Given $i=\{A,B,C\}$
$A: n=3, P(\text{Success})=1/8$
$B: n=5, P(\text{Success})=1/4$
$C: n=2, P(\text{Success})=1/2$
And assuming that trials are independent for all $n$, I am trying to find the Variance of the number of times a target will be hit.
To me this seems like a Bernoulli Random Variable, so I assume you can calculate the Variance of hits for all trials as the sum of all variances for each player.
That gives: $$\text{Var}(\text{Hit})=3(1/8)(7/8)+5(1/4)(3/4)+2(1/2)(1/2).$$
Can I calculate the variance of the number of times the target will be hit in this way?
$\newcommand{\Var}{\operatorname{Var}}$ I would like to flesh out some details to provide possible guidance.
It seems like the scenario is something like there are three archers, $A,B,C$, and each has accuracy $1/8,1/4,$ and $1/2$ respectively. Find the expectation and varaince of the number of successful shots.
Let $X_i$ for $i = A,B,C$ denote the number of successful shots. Then, yes, each individual shot is a Bernoulli trial with success $1/8,1/4$ and $1/2$ for each archer.

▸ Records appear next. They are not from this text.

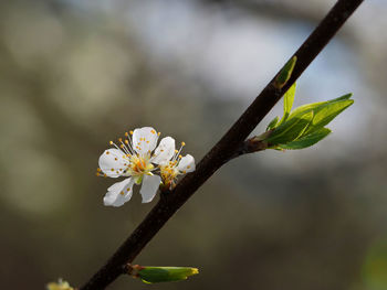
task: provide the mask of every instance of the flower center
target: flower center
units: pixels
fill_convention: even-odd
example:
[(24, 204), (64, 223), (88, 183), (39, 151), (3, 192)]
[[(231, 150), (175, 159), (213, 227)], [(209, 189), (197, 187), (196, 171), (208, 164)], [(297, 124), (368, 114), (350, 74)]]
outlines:
[(149, 157), (138, 157), (136, 154), (130, 157), (128, 173), (134, 176), (148, 174), (154, 170), (154, 165), (149, 162)]

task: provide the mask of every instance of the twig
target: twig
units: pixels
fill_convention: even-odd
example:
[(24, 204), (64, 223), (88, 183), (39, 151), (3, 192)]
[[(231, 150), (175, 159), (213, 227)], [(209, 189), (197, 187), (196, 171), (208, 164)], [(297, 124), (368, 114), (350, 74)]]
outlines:
[(282, 87), (274, 86), (275, 77), (268, 84), (250, 107), (199, 162), (195, 172), (186, 175), (174, 191), (164, 193), (145, 219), (124, 241), (117, 251), (80, 290), (105, 289), (119, 275), (125, 265), (132, 262), (148, 241), (167, 223), (180, 206), (227, 161), (243, 149), (243, 141), (280, 100), (284, 92), (299, 78), (310, 63), (324, 49), (344, 22), (363, 0), (338, 0), (314, 32), (295, 52), (296, 65), (289, 82)]

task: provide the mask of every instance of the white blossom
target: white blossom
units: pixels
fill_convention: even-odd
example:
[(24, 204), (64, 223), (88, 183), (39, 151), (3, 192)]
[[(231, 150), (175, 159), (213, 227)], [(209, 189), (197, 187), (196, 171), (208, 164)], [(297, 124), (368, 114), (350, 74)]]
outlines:
[(151, 202), (161, 182), (160, 176), (154, 174), (157, 170), (154, 163), (166, 163), (175, 153), (175, 140), (170, 137), (163, 138), (156, 148), (159, 133), (151, 127), (135, 129), (125, 136), (125, 140), (118, 139), (118, 146), (111, 141), (115, 148), (105, 150), (100, 157), (97, 175), (113, 179), (126, 176), (107, 189), (104, 196), (107, 206), (122, 206), (130, 200), (133, 185), (142, 183), (139, 193), (143, 203)]

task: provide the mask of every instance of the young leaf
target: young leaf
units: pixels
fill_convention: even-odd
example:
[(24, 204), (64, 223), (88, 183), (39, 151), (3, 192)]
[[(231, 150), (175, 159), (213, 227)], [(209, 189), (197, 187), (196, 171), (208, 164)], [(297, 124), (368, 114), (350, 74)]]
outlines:
[(305, 133), (314, 132), (330, 123), (338, 114), (354, 104), (353, 99), (344, 99), (320, 107)]
[(292, 76), (297, 57), (294, 55), (281, 69), (280, 74), (275, 78), (275, 86), (282, 88)]
[(286, 144), (280, 144), (275, 149), (286, 149), (286, 150), (304, 149), (304, 148), (311, 147), (311, 146), (320, 142), (330, 133), (331, 133), (330, 129), (322, 128), (322, 129), (314, 131), (313, 133), (310, 133), (307, 136), (304, 136), (295, 141), (289, 142)]
[(276, 127), (265, 141), (268, 141), (270, 146), (291, 142), (306, 130), (312, 119), (313, 111), (306, 112), (300, 118), (293, 118)]
[(305, 112), (308, 112), (311, 110), (314, 110), (314, 112), (317, 112), (325, 105), (333, 104), (333, 103), (341, 101), (341, 100), (346, 100), (346, 99), (349, 99), (351, 97), (352, 97), (352, 94), (346, 94), (342, 97), (334, 98), (331, 100), (318, 101), (318, 103), (306, 104), (306, 105), (300, 106), (291, 112), (291, 115), (287, 117), (287, 119), (296, 118), (296, 117), (304, 115)]
[(274, 119), (272, 119), (271, 122), (269, 122), (269, 125), (266, 127), (266, 131), (274, 129), (278, 121), (279, 121), (279, 117), (275, 117)]
[(142, 267), (137, 276), (146, 283), (158, 283), (186, 280), (189, 276), (199, 273), (190, 267)]
[(293, 107), (294, 95), (295, 95), (295, 83), (293, 84), (293, 86), (291, 86), (287, 89), (287, 92), (283, 96), (283, 116), (278, 126), (280, 126), (287, 119)]

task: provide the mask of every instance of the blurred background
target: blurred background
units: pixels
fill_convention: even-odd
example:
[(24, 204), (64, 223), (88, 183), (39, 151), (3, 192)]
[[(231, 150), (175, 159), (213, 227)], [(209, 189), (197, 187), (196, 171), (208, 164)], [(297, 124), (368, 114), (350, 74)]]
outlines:
[[(83, 284), (156, 203), (103, 206), (108, 141), (153, 126), (199, 161), (334, 2), (1, 1), (0, 288)], [(295, 106), (354, 93), (333, 133), (219, 170), (135, 260), (200, 275), (150, 288), (387, 289), (386, 13), (365, 1), (299, 79)]]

However, notice that $X_A$ is the number of successes in $n = 3$ independent trials with chance $1/8$ of success. Hence $$X_A\sim\text{Binomial}(3, 1/8).$$
Similarly, $$X_B\sim\text{Bin}(5,1/4)$$ and $$X_C\sim\text{Bin}(2, 1/2).$$
If we call $X = X_A+X_B+X_C$ the number of total successful shots, then $$E[X] =E[X_A]+E[X_B]+E[X_C] = 3\cdot\frac{1}{8}+5\cdot\frac{1}{4}+2\cdot\frac{1}{2} = \frac{21}{8},$$ and by independence $$\Var(X) = \Var(X_A)+\Var(X_B)+\Var(X_C) = 3\cdot\frac{1}{8}\cdot\frac{7}{8}+5\cdot\frac{1}{4}\cdot\frac{3}{4}+2\cdot\frac{1}{2}\cdot\frac{1}{2} = \frac{113}{64}.$$
Notice that $X$ is does not follow a binomial distribution.